Et puis un jour on annonce la sortie de Fast and Furious 5 au cinéma. Mon chéri se dit intéressé. Je suis plus mature et plus ouverte à ce qu’on appelle dans le monde artistique « la culture de masse », mais quand même j’ai des limites : je ne comprends pas son enthousiasme. Il essaie de me convaincre et finalement arrache mon accord pour regarder les 4 premiers opus ensemble. Quelques heures plus tard : Houston, on a un problème, j’ai chopé le virus FF, je ne saurais pas réellement vous dire pourquoi ni comment. Et pourtant, mon cerveau répond toujours, je n’aime pas plus la Despé qu’avant et aucun filet de bave à l’horizon. Nous voilà dans de beaux draps …

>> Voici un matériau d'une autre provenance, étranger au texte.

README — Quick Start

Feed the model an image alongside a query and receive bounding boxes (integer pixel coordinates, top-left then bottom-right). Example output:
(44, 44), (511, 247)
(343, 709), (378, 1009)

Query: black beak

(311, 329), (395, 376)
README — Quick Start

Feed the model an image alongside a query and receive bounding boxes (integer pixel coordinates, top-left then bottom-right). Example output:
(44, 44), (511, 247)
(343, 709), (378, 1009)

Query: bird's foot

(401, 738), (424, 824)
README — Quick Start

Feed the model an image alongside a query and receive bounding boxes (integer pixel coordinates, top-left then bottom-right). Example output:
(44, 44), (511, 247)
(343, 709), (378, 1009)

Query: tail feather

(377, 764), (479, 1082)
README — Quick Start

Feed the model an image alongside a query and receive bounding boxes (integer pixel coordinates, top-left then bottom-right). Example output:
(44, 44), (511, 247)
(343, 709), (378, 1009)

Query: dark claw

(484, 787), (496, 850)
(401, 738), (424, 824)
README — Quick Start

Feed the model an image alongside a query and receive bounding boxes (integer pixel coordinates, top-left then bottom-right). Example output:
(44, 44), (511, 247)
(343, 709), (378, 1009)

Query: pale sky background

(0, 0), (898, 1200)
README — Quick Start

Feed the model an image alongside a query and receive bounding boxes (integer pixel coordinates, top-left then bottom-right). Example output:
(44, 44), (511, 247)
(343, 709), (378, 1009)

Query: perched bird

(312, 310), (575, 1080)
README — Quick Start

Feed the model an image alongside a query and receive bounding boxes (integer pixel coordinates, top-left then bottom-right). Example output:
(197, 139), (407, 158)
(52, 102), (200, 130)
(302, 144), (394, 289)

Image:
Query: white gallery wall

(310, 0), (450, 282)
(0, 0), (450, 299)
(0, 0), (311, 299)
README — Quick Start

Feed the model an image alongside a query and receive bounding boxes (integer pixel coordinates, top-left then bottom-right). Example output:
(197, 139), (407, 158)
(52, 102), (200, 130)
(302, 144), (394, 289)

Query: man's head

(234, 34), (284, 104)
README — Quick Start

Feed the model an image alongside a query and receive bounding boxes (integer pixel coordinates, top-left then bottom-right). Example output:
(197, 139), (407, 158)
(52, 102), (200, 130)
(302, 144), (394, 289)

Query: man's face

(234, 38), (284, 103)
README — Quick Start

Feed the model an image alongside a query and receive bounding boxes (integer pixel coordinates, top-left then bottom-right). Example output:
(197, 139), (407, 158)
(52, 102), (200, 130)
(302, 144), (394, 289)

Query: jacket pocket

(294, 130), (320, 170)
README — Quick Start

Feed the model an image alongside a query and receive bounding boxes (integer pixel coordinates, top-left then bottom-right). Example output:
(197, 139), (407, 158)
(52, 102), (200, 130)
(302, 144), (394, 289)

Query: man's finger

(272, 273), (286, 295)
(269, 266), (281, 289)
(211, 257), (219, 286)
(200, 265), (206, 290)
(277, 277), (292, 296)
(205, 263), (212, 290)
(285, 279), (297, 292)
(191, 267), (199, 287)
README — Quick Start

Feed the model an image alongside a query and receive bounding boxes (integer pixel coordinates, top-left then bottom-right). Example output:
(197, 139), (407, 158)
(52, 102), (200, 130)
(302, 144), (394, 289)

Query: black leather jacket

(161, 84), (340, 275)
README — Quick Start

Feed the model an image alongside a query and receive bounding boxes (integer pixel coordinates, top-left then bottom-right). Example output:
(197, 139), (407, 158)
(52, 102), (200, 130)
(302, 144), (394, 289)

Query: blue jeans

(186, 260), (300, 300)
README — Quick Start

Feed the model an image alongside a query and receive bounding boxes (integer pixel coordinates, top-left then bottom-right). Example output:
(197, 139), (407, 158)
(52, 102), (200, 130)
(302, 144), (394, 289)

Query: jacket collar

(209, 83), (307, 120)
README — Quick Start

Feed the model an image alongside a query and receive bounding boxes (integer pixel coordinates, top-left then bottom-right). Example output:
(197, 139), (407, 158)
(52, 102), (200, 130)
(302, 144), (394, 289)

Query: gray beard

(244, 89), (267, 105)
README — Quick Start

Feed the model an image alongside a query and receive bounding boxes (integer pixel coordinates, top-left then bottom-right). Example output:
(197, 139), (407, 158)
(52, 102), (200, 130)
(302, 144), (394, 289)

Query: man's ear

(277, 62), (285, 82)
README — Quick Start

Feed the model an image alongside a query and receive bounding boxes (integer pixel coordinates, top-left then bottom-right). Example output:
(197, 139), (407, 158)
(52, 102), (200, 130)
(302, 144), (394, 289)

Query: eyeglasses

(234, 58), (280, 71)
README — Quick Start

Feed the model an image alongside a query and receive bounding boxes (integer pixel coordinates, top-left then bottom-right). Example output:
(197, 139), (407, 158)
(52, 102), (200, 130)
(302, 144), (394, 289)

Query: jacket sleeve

Nous sommes allés voir le 5, puis le 6. J’ai adoré ce dernier opus et la scène du générique avec Jason Statham m’a fait trépigner d’impatience pour la suite. Et quand quelques mois plus tard j’ai appris que Paul Walker venait de trouver la mort dans une voiture lancée à toute vitesse (ironie de la vie bonjour), j’ai eu un gros pincement au cœur. J’avais d’autant plus hâte de découvrir Fast and Furious 7 qui avait donc deux buts : poursuivre la série et rendre hommage à un « frère » disparu.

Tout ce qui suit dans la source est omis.